Ticket #10766 (closed defect: fixed)
Guest real time clock drift by 5% in "Mac on Mac" setups using VirtualBox's EFI
|Reported by:||james.watkins||Owned by:|
|Cc:||Guest type:||OSX Server|
|Host type:||Mac OS X|
I have a Snow Leopard Server guest running on a Lion host.
I measure a constant real time drift of approximatively 5% (that is, time inside the virtual machine flows ~5% slower than time in the host). This time drift is not affected by the system work load (neither the guest nor the host), and my host CPU use constant TSC rate. Similarly, the CPU speed reported in "About this Mac" is 5% higher in guest (that is, in my setup, 2.52 GHz instead of 2.4GHz)
From searching on Google, it appears that other people have also reported this ~5% drift. It seems however that no one using an alternative EFI has mentioned this issue, suggesting that this defect is most certainly related to VirtualBox's EFI.
Setting VirtualBox property "VBoxInternal/TM/WarpDrivePercentage" to "104" or "105" helps reduce the drift rate, but both values still leave an error of more than ten seconds per hour; also, NTPD can't compensate such drift, since it exceed the 500 per million maximum slew rate, and running "NTP -q" from cron cause frequent important time shift that might impair service processes (after all, why would someone use Snow Leopard Server if it wasn't to run services?)

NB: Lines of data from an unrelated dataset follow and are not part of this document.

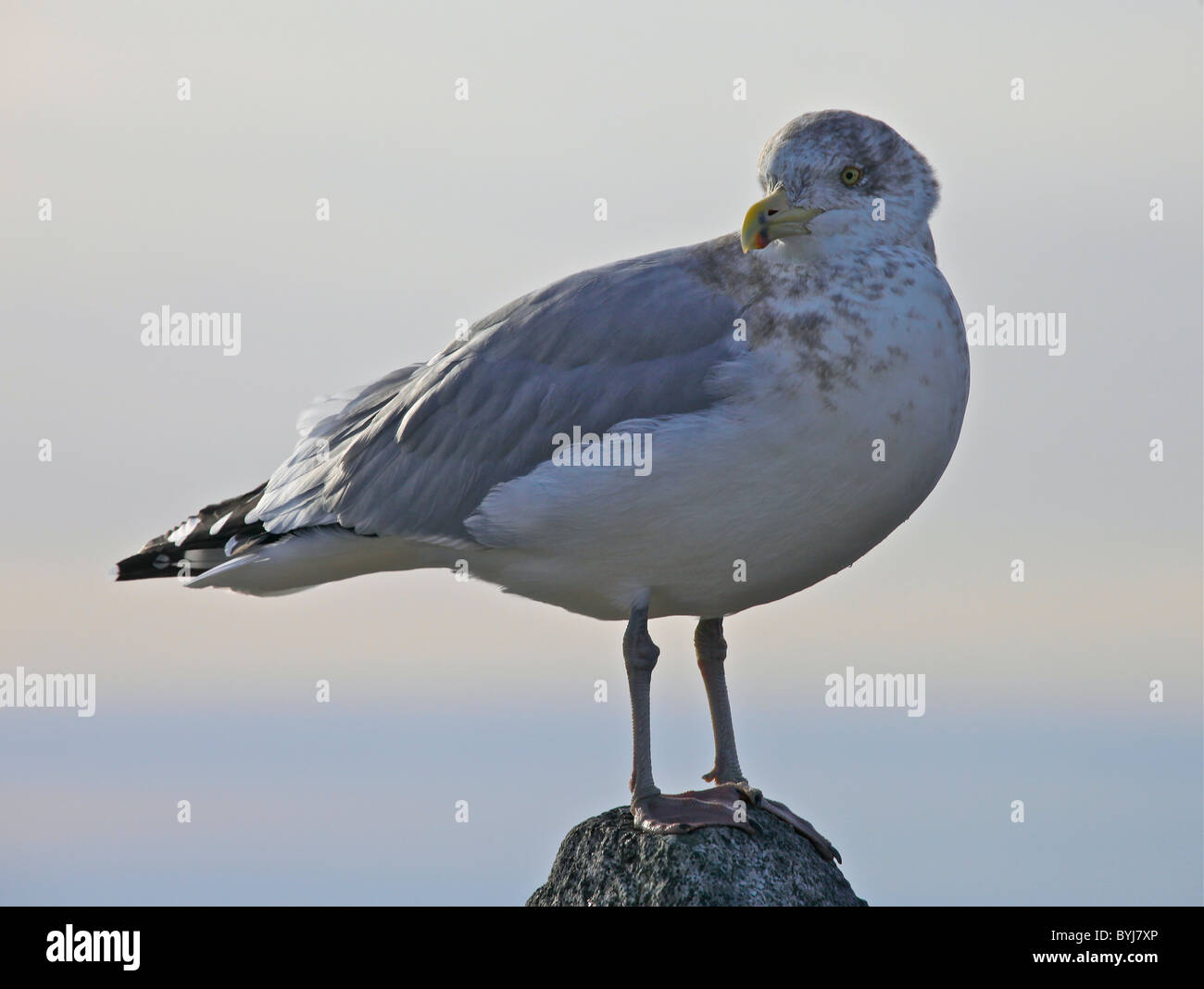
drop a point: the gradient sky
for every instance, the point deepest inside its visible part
(445, 209)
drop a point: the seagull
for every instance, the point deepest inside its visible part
(691, 432)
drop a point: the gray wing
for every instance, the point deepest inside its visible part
(417, 451)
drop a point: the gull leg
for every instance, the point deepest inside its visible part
(710, 647)
(711, 650)
(655, 811)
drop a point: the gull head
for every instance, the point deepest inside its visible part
(838, 173)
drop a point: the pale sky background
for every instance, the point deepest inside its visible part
(445, 209)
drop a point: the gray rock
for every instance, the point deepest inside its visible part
(607, 861)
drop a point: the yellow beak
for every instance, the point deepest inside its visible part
(774, 218)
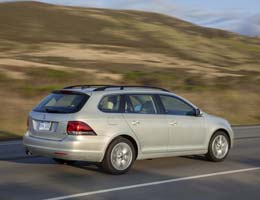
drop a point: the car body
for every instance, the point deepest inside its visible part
(156, 122)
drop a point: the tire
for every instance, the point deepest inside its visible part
(119, 157)
(219, 147)
(62, 162)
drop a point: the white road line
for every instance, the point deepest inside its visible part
(245, 127)
(11, 143)
(153, 183)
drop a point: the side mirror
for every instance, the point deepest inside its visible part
(198, 112)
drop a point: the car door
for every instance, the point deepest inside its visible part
(186, 130)
(150, 127)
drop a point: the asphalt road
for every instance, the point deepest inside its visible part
(238, 177)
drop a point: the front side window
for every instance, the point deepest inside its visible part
(175, 106)
(110, 104)
(140, 103)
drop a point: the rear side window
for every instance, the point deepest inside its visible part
(175, 106)
(110, 104)
(62, 102)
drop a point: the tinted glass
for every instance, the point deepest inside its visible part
(110, 104)
(175, 106)
(62, 103)
(143, 104)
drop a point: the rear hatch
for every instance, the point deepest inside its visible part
(49, 119)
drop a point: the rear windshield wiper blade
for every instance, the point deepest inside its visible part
(49, 110)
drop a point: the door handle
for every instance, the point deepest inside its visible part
(136, 122)
(174, 123)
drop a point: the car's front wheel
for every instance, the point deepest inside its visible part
(219, 147)
(119, 157)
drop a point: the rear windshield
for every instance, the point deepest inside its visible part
(62, 102)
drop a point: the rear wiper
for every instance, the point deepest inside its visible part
(53, 111)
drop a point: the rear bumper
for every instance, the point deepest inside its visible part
(84, 148)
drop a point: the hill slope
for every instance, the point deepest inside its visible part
(44, 46)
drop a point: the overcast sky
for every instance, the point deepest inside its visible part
(241, 16)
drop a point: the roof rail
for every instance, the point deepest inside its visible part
(85, 86)
(122, 87)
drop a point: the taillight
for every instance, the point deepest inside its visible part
(27, 122)
(79, 128)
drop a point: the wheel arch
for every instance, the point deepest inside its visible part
(128, 137)
(222, 130)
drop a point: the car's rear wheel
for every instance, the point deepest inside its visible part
(219, 147)
(119, 157)
(62, 161)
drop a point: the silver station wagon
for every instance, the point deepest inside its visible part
(115, 125)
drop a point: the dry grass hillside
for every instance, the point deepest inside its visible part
(44, 47)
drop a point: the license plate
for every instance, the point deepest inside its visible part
(44, 126)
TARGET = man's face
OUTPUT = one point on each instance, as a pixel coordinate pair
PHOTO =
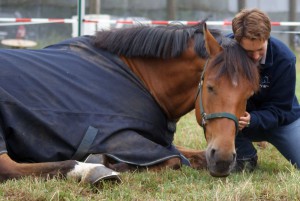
(254, 48)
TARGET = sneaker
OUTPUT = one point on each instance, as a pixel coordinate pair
(245, 164)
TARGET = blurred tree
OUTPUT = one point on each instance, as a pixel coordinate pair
(94, 7)
(171, 9)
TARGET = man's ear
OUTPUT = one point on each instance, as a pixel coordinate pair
(211, 44)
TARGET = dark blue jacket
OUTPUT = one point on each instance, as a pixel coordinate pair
(275, 104)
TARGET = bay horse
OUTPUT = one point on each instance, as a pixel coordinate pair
(93, 106)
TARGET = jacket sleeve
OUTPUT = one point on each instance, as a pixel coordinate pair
(2, 143)
(275, 106)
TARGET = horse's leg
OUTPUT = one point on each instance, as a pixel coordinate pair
(172, 163)
(87, 173)
(197, 158)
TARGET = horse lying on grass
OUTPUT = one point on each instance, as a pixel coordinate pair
(112, 102)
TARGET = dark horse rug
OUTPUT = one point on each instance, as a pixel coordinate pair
(72, 99)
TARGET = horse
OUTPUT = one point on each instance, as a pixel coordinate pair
(93, 107)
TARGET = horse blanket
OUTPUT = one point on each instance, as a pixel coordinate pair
(50, 97)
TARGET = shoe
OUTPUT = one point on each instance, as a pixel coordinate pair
(245, 164)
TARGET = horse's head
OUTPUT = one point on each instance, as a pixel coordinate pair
(229, 78)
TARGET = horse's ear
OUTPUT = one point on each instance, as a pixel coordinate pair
(211, 44)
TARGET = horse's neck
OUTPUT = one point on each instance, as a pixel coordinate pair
(172, 82)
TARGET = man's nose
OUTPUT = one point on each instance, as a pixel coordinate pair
(255, 56)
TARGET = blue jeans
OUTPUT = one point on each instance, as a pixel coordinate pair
(286, 139)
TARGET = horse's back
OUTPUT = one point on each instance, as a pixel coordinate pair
(50, 97)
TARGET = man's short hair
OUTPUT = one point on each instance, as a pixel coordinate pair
(251, 24)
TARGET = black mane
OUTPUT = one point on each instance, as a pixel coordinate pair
(170, 41)
(158, 42)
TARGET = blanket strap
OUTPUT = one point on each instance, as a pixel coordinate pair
(85, 144)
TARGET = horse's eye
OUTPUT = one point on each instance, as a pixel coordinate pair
(210, 88)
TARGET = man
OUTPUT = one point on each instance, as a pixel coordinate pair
(273, 114)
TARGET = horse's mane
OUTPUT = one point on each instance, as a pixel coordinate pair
(171, 41)
(157, 42)
(235, 63)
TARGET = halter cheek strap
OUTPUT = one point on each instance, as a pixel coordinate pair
(205, 116)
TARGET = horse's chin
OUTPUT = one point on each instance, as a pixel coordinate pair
(219, 168)
(218, 174)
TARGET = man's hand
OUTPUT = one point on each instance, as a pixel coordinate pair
(244, 121)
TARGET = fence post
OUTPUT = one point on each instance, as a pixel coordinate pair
(80, 16)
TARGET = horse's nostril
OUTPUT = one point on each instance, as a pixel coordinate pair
(234, 156)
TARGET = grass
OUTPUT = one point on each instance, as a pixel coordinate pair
(274, 179)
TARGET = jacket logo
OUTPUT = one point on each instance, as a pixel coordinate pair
(264, 82)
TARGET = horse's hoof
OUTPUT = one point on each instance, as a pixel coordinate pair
(93, 173)
(100, 173)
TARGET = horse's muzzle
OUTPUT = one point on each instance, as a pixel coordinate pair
(219, 164)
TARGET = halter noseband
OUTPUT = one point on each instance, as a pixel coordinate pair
(205, 116)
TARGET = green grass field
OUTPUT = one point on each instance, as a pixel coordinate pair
(274, 179)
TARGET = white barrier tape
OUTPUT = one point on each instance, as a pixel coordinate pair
(22, 21)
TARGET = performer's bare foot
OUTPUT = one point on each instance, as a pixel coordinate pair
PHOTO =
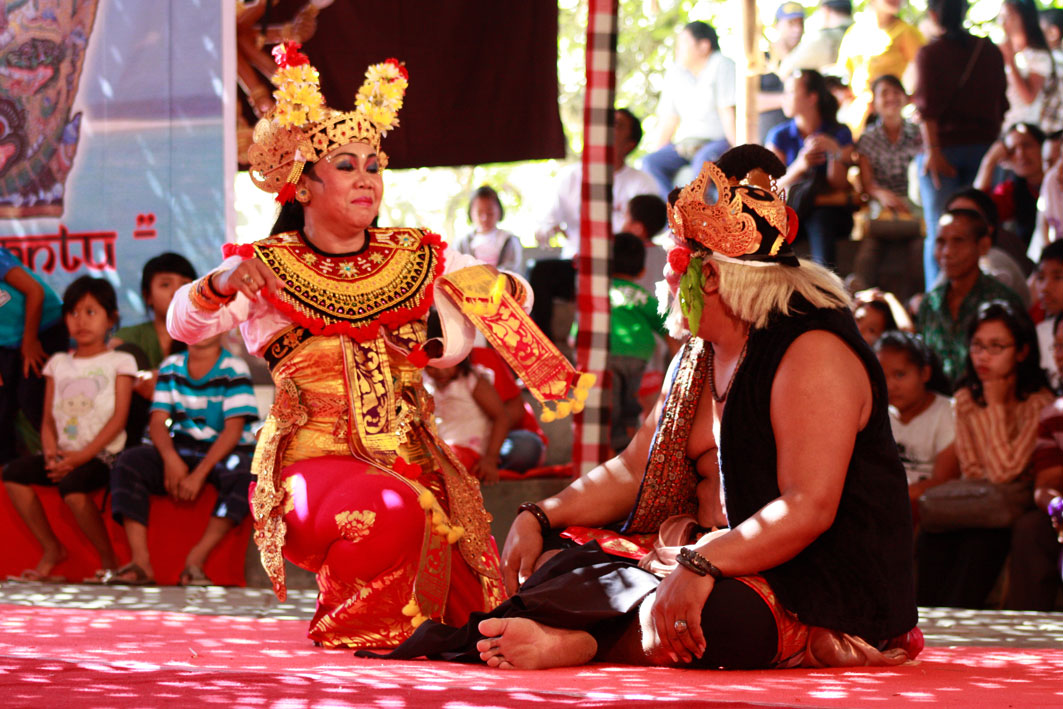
(518, 643)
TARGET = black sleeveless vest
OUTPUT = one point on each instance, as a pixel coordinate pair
(857, 576)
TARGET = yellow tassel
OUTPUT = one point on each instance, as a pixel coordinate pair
(456, 533)
(500, 287)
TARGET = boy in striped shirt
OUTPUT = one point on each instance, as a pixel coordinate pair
(200, 427)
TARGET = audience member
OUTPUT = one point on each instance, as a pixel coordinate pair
(205, 397)
(696, 108)
(947, 311)
(1005, 260)
(148, 341)
(960, 88)
(879, 43)
(921, 410)
(1049, 285)
(874, 317)
(887, 148)
(1049, 225)
(819, 48)
(556, 279)
(563, 213)
(789, 28)
(998, 406)
(816, 150)
(469, 417)
(31, 331)
(86, 401)
(1027, 61)
(634, 322)
(1033, 570)
(493, 246)
(646, 218)
(1016, 195)
(1051, 24)
(525, 444)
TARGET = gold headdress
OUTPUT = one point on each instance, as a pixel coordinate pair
(728, 226)
(301, 129)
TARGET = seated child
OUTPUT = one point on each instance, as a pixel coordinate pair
(206, 397)
(634, 325)
(469, 417)
(921, 410)
(86, 401)
(149, 341)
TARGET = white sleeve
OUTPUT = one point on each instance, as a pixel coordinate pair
(189, 324)
(725, 83)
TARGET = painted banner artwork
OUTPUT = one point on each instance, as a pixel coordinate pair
(112, 137)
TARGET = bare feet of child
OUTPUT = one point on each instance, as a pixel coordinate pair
(518, 643)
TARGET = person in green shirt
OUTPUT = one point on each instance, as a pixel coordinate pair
(946, 313)
(635, 324)
(149, 342)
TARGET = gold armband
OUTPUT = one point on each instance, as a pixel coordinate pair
(205, 297)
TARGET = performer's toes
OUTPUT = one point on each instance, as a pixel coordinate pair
(491, 627)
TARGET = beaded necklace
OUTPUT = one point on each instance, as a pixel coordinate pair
(712, 372)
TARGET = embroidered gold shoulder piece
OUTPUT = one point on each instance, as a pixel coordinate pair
(387, 283)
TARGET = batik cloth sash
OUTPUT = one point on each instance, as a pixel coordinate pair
(670, 484)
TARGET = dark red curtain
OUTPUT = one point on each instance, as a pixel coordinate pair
(483, 74)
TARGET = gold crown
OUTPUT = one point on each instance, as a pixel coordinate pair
(301, 129)
(727, 225)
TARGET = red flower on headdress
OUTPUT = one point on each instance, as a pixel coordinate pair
(400, 65)
(287, 54)
(408, 470)
(286, 195)
(791, 224)
(678, 258)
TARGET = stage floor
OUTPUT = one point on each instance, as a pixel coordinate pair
(105, 646)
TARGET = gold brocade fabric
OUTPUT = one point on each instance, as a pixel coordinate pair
(337, 397)
(670, 485)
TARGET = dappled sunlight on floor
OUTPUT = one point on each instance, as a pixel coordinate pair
(240, 647)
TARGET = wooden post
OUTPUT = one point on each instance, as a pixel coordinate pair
(749, 67)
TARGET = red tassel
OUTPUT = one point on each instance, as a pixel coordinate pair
(287, 193)
(791, 224)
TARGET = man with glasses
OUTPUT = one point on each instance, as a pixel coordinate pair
(947, 311)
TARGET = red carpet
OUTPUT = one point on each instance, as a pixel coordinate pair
(116, 658)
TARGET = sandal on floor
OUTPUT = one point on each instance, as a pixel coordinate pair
(193, 576)
(116, 577)
(34, 576)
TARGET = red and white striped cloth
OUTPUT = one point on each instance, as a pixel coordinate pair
(590, 443)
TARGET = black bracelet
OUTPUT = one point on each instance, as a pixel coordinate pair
(539, 516)
(695, 561)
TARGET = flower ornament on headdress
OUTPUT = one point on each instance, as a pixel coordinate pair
(302, 129)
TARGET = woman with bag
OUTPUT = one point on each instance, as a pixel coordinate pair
(960, 89)
(966, 523)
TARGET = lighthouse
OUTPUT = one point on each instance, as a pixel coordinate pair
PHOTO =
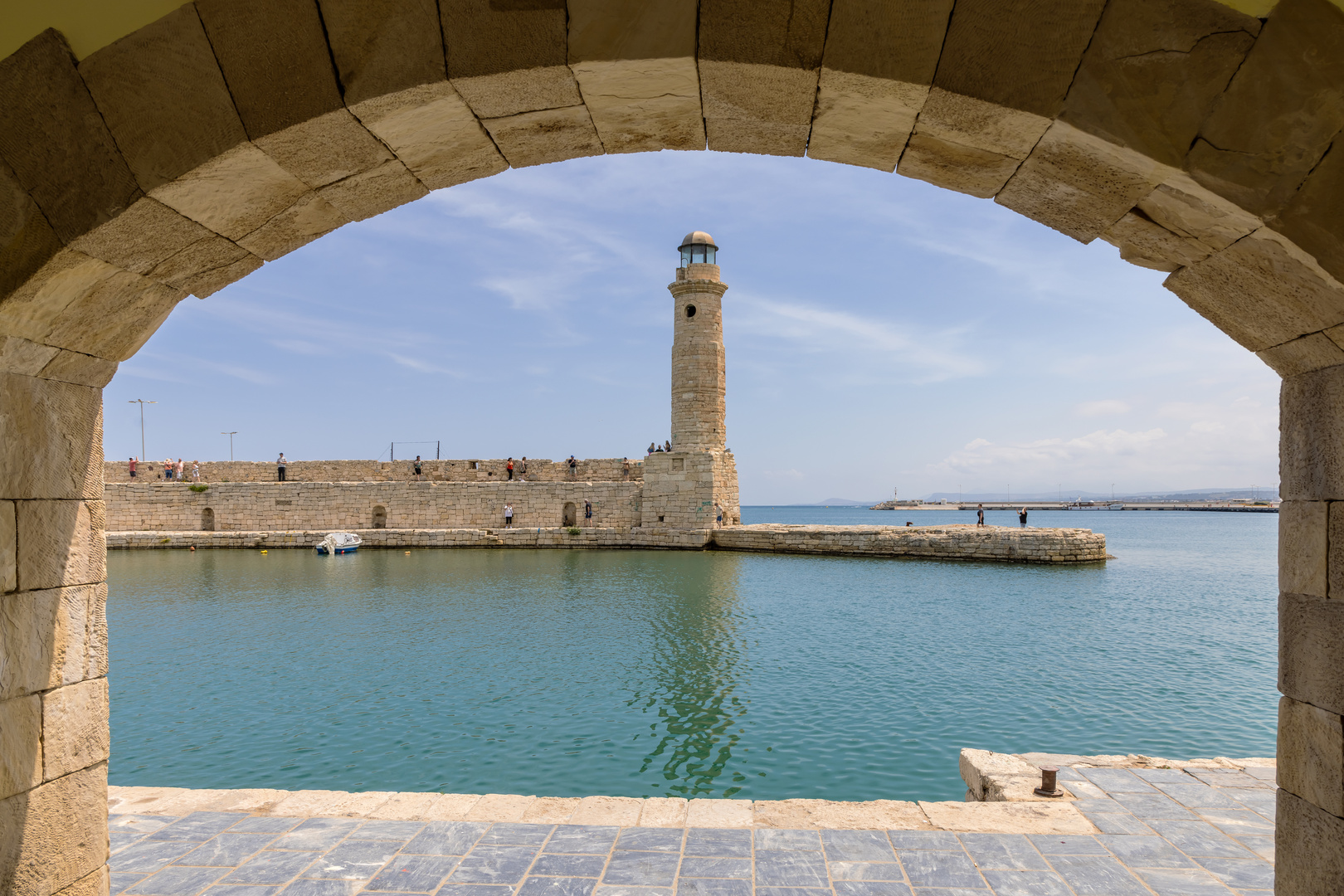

From my investigation, I gather that the XNU kernel (the kernel of Mac OS) evaluates real time by dividing the TSC register by a determined TSC frequency. That frequency is computed from the FSB Frequency, which is obtained from an EFI property node. VirtualBox estimate the FSB Frequency by taking the CPU speed (in MHz), converting it to Hz (by multiplying it twice by 1024) and then diving by 4 (now, don't ask about this constant, its seems just fine). But I think that herein lies the problem: hertz are not power of two, so going from giga-hertz to hertz should be done by multiplying twice by 1000, not 1024. So we'd get (1024*1024) / (1000*1000) = 104,8576 %, which would match the reported ~5% time drift, as well as the incorrectly reported CPU speed.
I have attached a patch file changing this formula. I have unfortunately been unable to confirm that this patch actually fix the time drift issue, due to numerous build issues and incompatibilities. I'm pretty confident that this patch should at least considerably reduce the drift, though, for some unexplained reason, on my host, the TSC frequency (which can be read in terminal by the command 'sysctl machdep.tsc.frequency') is 2394138834, instead of the 2400000000 that I would expect using the reported FSB frequency, so I'm afraid there could be a remaining 0,2448 % drift, which would still exceed NTP's maximum slew rate.